The problem with that approach is that unless you stick to a clearly defined cycle of develop, test, and release, your data warehouse quality will inevitably suffer. Even when you need to perform the occasional high-priority fix to data loading routines when a bug is identified, this should still be tested in a development environment before deployment.

Operations

The so-called backroom activities of loading data, monitoring the database, and performing backups are the key activities required to keep the data warehouse operational. Chapter 4, "Building a Data Integration Process," covers the load process in detail.

Backing Up the Database

Using the Simple recovery model for our databases means that the transaction logs only contain currently executing transactions, so we only have to concern ourselves with backing up the data files. Because in a data warehouse we are usually in complete control of when data is changed, we can arrange the backups as part of the load process.

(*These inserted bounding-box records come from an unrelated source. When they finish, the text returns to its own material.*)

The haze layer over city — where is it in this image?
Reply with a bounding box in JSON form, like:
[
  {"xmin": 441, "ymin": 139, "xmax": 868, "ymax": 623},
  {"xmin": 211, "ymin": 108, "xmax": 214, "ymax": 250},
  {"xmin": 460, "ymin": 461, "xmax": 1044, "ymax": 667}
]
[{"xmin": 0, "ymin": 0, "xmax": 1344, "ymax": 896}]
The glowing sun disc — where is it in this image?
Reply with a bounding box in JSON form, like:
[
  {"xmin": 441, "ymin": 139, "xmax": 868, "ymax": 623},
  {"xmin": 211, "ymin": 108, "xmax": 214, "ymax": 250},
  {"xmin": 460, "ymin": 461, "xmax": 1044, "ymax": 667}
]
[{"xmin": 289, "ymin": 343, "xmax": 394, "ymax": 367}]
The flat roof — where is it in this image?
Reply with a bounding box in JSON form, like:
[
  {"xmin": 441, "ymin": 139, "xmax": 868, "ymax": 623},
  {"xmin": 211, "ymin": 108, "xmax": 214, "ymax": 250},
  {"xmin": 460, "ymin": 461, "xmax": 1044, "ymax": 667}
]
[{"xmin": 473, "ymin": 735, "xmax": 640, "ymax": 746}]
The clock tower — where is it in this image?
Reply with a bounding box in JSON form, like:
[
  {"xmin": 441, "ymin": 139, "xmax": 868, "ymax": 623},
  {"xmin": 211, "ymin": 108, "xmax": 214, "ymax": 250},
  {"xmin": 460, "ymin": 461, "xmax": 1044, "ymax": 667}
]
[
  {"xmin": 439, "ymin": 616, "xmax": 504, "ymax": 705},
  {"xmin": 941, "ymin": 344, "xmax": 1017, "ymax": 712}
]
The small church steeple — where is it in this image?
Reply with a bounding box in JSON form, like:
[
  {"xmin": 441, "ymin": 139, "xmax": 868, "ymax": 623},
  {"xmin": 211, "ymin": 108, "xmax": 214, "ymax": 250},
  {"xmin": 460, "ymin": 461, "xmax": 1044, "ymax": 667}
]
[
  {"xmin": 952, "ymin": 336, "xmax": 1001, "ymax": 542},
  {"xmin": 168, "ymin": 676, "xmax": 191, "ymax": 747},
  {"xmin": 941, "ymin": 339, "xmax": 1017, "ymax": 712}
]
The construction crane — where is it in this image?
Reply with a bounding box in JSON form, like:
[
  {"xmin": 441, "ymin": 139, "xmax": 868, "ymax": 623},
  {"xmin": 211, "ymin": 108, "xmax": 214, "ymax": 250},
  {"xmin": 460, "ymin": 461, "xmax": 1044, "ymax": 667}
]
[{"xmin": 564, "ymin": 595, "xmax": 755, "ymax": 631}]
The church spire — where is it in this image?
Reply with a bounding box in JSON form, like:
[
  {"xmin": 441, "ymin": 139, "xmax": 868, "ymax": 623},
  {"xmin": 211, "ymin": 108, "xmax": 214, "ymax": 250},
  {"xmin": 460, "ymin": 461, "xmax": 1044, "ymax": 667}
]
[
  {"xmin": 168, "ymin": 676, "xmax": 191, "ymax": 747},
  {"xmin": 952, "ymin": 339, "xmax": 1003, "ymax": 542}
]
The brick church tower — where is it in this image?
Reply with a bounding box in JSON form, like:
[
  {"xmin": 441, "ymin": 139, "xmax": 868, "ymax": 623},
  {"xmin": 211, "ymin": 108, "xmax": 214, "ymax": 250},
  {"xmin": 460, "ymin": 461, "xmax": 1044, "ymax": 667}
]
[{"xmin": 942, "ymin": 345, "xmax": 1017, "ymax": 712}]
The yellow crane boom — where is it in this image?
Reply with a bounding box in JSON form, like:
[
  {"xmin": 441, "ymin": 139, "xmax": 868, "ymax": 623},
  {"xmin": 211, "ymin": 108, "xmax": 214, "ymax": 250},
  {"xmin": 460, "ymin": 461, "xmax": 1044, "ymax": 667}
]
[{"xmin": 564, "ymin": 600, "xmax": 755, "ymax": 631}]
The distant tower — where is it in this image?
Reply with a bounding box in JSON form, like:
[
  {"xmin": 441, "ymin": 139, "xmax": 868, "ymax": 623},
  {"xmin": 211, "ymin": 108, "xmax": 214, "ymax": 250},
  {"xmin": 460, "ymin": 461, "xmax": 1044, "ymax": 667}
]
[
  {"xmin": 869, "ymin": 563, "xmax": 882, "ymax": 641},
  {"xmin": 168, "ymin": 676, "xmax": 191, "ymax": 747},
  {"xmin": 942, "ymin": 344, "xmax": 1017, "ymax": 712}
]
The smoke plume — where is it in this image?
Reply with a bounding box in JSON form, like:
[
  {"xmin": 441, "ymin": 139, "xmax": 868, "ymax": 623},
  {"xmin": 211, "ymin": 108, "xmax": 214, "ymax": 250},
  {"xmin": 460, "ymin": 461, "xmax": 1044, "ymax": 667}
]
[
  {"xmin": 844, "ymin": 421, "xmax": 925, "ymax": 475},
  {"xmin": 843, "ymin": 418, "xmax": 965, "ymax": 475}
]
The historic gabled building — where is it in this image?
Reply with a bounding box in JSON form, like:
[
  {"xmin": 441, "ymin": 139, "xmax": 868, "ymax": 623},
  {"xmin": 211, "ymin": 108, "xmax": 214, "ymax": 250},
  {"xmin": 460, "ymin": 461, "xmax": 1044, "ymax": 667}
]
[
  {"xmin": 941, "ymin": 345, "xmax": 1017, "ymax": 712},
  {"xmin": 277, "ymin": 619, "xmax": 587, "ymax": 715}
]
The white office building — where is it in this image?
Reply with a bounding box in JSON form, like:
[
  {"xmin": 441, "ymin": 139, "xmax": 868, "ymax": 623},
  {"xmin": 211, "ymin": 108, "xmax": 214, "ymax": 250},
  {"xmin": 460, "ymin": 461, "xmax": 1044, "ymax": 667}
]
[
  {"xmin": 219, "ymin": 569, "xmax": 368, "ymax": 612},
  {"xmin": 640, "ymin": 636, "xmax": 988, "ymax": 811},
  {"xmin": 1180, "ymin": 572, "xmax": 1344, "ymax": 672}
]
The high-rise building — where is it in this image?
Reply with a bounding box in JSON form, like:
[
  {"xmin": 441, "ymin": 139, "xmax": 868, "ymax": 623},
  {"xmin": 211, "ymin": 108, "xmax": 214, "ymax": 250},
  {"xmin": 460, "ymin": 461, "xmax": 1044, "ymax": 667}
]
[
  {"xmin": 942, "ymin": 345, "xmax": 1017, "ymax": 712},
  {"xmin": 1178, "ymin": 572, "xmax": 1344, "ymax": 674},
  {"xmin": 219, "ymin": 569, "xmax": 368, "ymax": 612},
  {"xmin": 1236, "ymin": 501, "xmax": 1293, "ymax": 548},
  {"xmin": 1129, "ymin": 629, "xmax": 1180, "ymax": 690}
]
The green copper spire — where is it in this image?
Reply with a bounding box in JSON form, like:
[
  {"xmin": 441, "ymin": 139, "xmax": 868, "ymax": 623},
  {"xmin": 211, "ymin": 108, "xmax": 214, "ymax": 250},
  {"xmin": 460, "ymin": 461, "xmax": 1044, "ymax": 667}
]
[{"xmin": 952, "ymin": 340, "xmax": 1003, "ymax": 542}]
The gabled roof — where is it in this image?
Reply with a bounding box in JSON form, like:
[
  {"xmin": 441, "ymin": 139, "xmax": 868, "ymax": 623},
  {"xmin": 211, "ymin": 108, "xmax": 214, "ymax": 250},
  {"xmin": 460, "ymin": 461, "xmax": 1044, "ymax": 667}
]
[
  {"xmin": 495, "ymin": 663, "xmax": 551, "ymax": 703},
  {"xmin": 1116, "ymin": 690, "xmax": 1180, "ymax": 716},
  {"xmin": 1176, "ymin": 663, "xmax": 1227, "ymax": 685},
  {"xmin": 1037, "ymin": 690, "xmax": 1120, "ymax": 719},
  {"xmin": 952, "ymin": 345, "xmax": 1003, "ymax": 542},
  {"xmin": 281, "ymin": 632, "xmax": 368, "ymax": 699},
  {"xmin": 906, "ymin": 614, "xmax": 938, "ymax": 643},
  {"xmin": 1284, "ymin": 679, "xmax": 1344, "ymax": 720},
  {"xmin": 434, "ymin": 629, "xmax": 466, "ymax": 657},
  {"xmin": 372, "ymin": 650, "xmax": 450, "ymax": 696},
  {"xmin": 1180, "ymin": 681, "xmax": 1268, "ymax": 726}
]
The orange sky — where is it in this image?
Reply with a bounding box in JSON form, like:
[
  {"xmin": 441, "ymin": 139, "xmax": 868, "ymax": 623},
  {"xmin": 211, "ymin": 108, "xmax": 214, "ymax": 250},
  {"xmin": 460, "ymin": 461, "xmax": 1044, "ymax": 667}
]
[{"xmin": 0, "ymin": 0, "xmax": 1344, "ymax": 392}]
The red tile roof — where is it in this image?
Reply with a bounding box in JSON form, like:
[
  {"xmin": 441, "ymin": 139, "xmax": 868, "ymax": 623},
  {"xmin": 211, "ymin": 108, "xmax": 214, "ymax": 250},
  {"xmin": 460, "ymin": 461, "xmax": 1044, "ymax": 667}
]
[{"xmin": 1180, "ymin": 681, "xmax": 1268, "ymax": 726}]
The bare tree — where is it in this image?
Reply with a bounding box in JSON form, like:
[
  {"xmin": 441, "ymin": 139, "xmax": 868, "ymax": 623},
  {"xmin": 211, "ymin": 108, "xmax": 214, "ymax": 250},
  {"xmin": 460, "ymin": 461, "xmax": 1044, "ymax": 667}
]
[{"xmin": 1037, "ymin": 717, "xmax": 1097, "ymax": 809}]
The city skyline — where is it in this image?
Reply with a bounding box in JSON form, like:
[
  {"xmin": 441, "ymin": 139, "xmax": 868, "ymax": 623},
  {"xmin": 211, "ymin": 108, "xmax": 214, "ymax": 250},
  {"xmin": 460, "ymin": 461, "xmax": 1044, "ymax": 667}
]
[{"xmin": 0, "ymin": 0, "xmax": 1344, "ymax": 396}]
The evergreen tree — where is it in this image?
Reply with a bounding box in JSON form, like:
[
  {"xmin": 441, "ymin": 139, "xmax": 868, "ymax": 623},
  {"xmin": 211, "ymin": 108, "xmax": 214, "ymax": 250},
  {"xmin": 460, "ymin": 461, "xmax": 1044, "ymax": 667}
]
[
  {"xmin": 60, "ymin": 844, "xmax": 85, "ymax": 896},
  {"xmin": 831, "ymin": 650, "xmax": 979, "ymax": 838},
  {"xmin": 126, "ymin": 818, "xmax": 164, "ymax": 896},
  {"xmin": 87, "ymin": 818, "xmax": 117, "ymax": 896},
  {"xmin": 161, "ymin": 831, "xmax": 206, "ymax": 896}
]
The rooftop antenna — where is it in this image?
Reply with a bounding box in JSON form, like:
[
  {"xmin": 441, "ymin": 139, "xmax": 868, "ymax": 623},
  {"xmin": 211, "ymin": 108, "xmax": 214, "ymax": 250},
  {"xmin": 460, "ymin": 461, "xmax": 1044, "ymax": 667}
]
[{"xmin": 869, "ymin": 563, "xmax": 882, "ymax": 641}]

Backing up all the data in a database is known as a full backup, and scheduling a full backup on a periodic basis (such as once a week) is a good idea. You should, of course, follow the commonsense rules of handling computer backups, such as making sure they are stored in a separate location from the database to protect against drive failure.

If we are loading data on a daily basis and only performing a full backup once a week, we risk running into trouble if a failure occurs in the middle of the week. One way to solve this is to perform a full backup after every data load, but the issue is that taking a full backup can be a time-consuming exercise and creates large backup files. SQL Server provides a useful feature to handle this that is called differential backups (see Figure 3-12).

Figure 3-12. Differential backup

A differential backup only backs up data that has changed since the most recent full backup. (Actually, it backs up slightly more than that because all extents that contain changed pages are backed up, but this is just a technicality.) This leads to smaller backups and faster processing, so a standard approach would be to perform a full backup once a week and differential backups after every data load.

Restoring the Database

An up-to-date database backup is a valuable tool in case of system failure but also when an issue with the load process occurs. Many data load processes do not operate in a single transaction, so any problems with the load could leave your database in an inconsistent state. To recover the data, you will need a full backup as well as a differential backup that brings the database back to the point just after the most recent successful load.

Database operations staff should also periodically practice restoring the database as a test of the backup procedures, because you don't want to find out that there is a problem with the procedures when you are facing real data loss.

Are Backups Really Required?

The data warehouse contains a copy of data from the source systems, so could you just reload all the data into a blank database and avoid the need to backup the data warehouse? This is a bad idea for a couple of reasons, the first being that a full reload of all historical information will usually take much longer than simply restoring a backup, even if you include the time taken to make the backup in the first place.

The second and most important reason is that the source systems will almost certainly not retain history. This is sometimes misinterpreted because many OLTP systems keep transactions going back several years. However, there is more to this issue than transactions: The source system will rarely keep a copy of all the dimension records as they were at the time the transaction occurred. As you will see in Chapter 8, these "slowly changing dimensions" are valuable to analyze information and will only exist in the data warehouse.